Das blaue Band des Frühlings, es flattert nicht nur wie bei Mörike romantisch-leicht durch die Lüfte. Die endlich wieder mildere Jahreszeit ist auch die Zeit des Cleaning und Healing, des Aus- und Aufräumens. Doch dieser „Alles muss raus!“-Frühjahrsputz, der geht nicht immer so methodisch überlegt vonstatten wie bei Marie Kondo – obwohl die uns ja auch sehr grausam emotionslos von unnützen Dingen Abschied nehmen lässt.

Ausmisten kann eben richtig brutal werden. Zumal, wenn dabei gleich das Verhältnis zu den Göttern neu geordnet und – das Jahr dreht sich im Kreis – wieder auf Anfang gestellt wird. Schon die Uralten wussten: Nach dem Winter ist vor dem Winter, jetzt müssen die überirdischen Glücksbringer für die dazwischenliegenden drei Jahreszeiten günstig gestimmt werden, auf dass reiche Ernte sie gewähren, die Vorratshäuser sich rechtzeitig füllen.

Das ist keineswegs selbstverständlich, wie man heute sieht, wenn plötzlich ukrainekriegsbedingt aus einer der größten Kornkammern der Welt der Nachschub stockt. Bei den Germanen wie Slawen soll es sogar, um den Frühlingsgott günstig zu stimmen, Menschenopfer gegeben haben. Darauf verweist jedenfalls Igor Strawinsky, der 1913 in Paris mit seinem für die Ballets russes komponierten Tanzstück „Le Sacre du Printemps“ mit „Szenen aus dem heidnischen Russland“ aufwartet, bei denen ein junges Mädchen zu Tode gehetzt wird.

Im Art-déco-eleganten Théâtre des Champs-Élysées wurde dieser künstlerisch ummäntelte Femizid zu einem der größten Skandale der Musikgeschichte – wegen der bewusst „primitiven“ Choreografie des Superstarballerinos Vaslav Nijinsky; aber eben auch wegen der gerade etwas über eine halbe Stunde dauernden Musik, später gern als „klingende Atombombe“ tituliert, auf jeden Fall ein russischer Frontalangriff auf unsere Ohren wie unser Nervensystem. Darf man den augenblicklich hören? Natürlich! Der in Venedig begrabene Strawinsky war Weltbürger.
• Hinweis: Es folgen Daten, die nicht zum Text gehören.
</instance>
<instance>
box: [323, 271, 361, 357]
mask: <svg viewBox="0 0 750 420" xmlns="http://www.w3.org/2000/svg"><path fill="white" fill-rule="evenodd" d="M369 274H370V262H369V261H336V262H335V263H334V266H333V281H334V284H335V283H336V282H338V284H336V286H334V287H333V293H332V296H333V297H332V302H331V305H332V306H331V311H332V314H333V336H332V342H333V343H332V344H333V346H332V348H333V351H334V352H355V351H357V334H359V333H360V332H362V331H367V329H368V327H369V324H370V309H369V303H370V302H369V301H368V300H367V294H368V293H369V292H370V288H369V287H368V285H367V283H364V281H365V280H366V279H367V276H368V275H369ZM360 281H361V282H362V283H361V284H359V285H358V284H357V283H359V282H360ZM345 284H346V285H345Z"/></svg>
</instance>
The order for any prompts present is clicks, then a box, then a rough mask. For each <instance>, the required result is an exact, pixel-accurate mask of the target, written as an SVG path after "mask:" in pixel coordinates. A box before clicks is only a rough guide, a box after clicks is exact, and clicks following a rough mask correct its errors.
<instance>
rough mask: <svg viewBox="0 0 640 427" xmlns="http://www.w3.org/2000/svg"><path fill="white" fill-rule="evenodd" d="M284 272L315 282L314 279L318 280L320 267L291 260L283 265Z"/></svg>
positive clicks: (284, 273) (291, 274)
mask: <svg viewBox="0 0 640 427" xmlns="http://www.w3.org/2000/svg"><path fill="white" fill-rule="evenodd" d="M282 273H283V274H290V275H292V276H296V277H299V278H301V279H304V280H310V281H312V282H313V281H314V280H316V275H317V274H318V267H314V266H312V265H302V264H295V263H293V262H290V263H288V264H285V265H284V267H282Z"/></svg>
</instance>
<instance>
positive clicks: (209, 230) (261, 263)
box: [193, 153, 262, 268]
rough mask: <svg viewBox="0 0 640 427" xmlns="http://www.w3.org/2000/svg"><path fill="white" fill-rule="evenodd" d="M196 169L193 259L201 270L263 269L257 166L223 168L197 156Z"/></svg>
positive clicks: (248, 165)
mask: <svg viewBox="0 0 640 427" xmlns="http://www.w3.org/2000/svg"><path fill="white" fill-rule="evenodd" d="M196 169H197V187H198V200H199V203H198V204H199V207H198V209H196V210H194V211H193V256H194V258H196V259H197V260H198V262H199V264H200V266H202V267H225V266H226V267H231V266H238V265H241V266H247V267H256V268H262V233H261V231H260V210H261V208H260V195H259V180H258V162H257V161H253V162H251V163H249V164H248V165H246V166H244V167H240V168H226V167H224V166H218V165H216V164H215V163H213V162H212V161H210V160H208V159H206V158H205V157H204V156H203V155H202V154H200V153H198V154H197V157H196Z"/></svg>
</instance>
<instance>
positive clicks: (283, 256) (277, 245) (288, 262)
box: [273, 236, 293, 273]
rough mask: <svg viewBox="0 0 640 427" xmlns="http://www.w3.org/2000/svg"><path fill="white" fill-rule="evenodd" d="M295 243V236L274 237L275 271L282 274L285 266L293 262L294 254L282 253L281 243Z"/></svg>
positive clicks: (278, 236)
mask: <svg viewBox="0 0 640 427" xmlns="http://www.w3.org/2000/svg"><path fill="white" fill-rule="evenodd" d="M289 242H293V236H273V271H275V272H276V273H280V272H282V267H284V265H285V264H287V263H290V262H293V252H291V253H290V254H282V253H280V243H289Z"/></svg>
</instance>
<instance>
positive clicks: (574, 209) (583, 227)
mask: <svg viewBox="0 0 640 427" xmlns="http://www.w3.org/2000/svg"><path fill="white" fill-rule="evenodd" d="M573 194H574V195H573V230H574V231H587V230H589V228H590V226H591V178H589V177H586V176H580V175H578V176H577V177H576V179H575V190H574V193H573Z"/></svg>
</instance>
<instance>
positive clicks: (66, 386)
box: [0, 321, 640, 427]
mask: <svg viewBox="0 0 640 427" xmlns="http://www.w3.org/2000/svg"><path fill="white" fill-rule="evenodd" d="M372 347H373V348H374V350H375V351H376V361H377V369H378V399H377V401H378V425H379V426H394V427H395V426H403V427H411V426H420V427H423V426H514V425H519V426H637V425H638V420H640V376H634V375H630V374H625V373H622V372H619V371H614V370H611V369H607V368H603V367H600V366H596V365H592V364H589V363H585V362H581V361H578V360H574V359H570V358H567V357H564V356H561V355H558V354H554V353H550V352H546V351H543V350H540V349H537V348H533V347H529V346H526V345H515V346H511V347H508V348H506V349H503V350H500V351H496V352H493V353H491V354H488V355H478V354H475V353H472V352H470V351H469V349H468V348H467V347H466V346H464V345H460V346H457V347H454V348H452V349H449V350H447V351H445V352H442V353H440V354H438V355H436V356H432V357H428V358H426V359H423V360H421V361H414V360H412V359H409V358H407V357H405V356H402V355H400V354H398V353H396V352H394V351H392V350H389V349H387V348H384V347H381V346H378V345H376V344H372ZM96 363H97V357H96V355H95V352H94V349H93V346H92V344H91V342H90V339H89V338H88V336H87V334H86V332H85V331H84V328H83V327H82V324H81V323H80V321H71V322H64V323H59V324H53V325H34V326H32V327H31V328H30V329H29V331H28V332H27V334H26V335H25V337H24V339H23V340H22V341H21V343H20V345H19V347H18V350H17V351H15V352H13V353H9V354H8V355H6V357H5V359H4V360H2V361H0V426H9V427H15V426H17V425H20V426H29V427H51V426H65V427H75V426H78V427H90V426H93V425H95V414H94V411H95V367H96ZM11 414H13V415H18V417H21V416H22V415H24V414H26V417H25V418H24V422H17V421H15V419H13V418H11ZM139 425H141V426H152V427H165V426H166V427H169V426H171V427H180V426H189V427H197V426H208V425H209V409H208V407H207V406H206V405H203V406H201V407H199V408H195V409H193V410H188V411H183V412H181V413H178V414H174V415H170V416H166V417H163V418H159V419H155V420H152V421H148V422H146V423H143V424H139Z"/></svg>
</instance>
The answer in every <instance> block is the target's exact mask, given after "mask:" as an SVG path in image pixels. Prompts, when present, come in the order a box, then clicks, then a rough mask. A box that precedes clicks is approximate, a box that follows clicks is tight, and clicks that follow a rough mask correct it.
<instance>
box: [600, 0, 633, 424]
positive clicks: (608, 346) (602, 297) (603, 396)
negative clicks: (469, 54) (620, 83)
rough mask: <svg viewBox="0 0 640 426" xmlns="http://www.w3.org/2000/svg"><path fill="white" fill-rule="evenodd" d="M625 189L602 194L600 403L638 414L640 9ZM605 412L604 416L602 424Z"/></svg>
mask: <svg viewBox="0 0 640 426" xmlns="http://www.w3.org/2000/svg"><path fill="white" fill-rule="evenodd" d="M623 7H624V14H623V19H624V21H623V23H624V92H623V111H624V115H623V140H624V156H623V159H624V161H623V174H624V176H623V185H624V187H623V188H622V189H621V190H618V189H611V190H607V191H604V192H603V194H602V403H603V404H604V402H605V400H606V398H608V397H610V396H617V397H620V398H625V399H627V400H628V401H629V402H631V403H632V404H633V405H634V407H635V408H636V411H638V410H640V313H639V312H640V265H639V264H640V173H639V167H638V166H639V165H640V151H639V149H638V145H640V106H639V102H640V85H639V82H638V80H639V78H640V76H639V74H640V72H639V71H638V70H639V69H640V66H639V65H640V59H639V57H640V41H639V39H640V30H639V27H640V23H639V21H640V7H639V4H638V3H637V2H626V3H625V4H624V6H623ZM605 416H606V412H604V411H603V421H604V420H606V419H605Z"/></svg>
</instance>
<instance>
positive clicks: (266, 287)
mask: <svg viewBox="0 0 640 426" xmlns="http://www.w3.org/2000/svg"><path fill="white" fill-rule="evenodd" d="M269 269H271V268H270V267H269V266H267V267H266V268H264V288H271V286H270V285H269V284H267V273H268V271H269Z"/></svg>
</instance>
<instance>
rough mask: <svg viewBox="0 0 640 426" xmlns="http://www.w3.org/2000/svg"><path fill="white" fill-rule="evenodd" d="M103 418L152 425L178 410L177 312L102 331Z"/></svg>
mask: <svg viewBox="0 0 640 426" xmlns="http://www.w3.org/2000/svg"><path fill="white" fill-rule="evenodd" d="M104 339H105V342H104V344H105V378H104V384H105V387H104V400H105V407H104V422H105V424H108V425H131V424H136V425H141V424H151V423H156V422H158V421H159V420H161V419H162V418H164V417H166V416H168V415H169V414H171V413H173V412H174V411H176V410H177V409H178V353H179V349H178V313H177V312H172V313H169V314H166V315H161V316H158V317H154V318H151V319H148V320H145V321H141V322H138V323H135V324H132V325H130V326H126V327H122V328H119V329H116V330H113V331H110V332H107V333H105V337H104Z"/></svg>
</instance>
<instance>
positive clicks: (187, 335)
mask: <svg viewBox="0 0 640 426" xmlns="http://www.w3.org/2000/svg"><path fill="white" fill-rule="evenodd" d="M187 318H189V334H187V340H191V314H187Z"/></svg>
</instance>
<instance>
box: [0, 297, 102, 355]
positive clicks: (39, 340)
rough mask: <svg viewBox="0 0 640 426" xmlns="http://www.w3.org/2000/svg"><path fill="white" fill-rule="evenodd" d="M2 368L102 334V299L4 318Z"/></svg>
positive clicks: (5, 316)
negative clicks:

Vor 110 Jahren prügelte sich die Pariser Hautevolee im Theater, heute ist das Ballett mit seinen dauernd wechselnden schiefen Rhythmen vor allem ein konzertanter Hit – und dabei immer noch eine frisch wie famos dröhnende akustische Zumutung. Die Choreografen hingegen fanden es bei diesem Jungfrauenmord immer öfter chic, das Opfer am Ende auch noch nackt sterben zu lassen; ein wenig voyeuristische Tanzlust kann ja nicht schaden.

Ach, und 1990 schrieb Joyce Carol Oates unter ihrem Krimiautorinnen-Pseudonym Rosamond Smith den frühen MeToo-Thriller „Nemesis“. Der bekam vier Jahre später den deutschen Titel „Das Frühlingsopfer“ verpasst. Denn darin geht es um einen Musikstudenten an einem US-Konservatorium, der von einem Lehrer, einem arroganten, aber brillanten Komponisten und Pulitzerpreisträger, vergewaltigt wird – zu den Klängen von „Sacre de Printemps“.

Also gehen wir den anstehenden Frühjahrsputz etwas nachdenklicher an. Und vielleicht lieber zu den unverfänglichen Klängen des straussschen „Frühlingsstimmen“-Walzers?